Dans leur lutte face à l’extension d’un camp militaire pour ne pas se faire expulser de leurs terres, les paysans du Larzac dans les années 70 organisent une grande marche du Larzac jusqu’à Paris : pour y faire entendre leur colère, mais aussi pour éprouver les campagnes, petites villes, villages, hameaux qui les accueillent sur leur passage. Leur détermination était si grande à changer les choses qu’ils ont dû rompre avec leurs habitudes, laisser leurs champs en friche pour quelques temps.

Des habitudes nous en avons : le travail, les études, les rendez-vous, les engagements. Ceux-ci pèsent sur chacun de nous à chaque fois que nous voulons manifester, lutter, réfléchir. Je crois que cette double-vie que nous menons en ce moment nous épuise, nous érode. De plus, nous savons tous ici (sans oser le dire), que les changements que nous appelons de nos vœux (démocratie radicale, mode de vie alternatif, redéfinition du travail) ne se feront pas sans cette rupture avec ces habitudes, sans changement sur nous-mêmes avant le reste. L’Histoire le montre.

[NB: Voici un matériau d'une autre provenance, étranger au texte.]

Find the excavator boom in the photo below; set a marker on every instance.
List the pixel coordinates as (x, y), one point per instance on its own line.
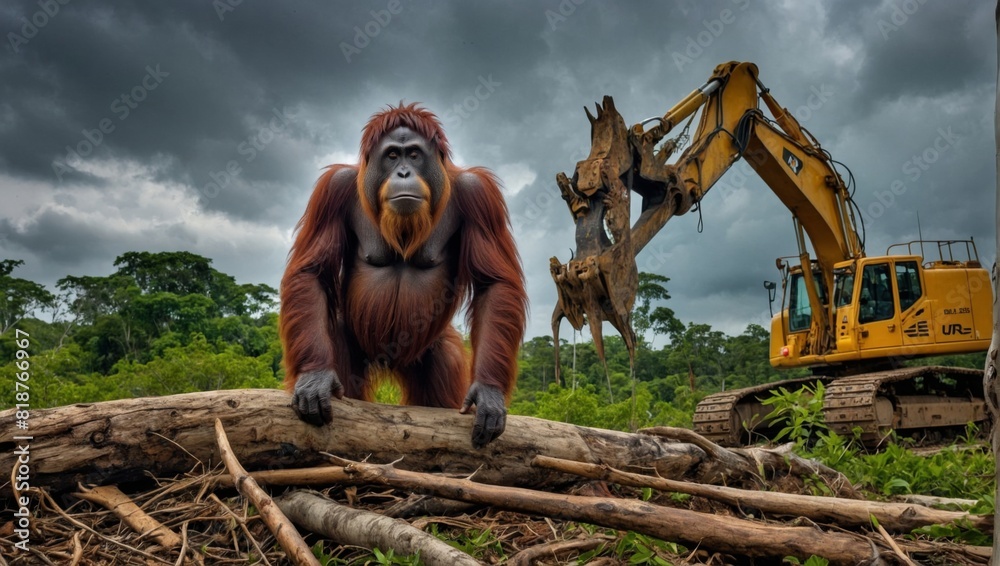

Nous proposons un dilemme, à discuter, et à mettre en pratique dans les plus brefs délais car nous n’avons plus beaucoup de temps :

Soit 1) Nous poursuivons les manifestations, les blocus, les Nuit Debout en attendant des ouvriers qu’ils mettent en place une grève générale reconductible que nous passerons sagement à la maison devant notre télé. De mon point de vue, nous nous épuiserons à rêver d’un autre monde des jours et des jours encore sans que le cadre soit ébranlé, et précisément dans le cadre de la lutte telle qu’elle est inscrite dans notre Vème République.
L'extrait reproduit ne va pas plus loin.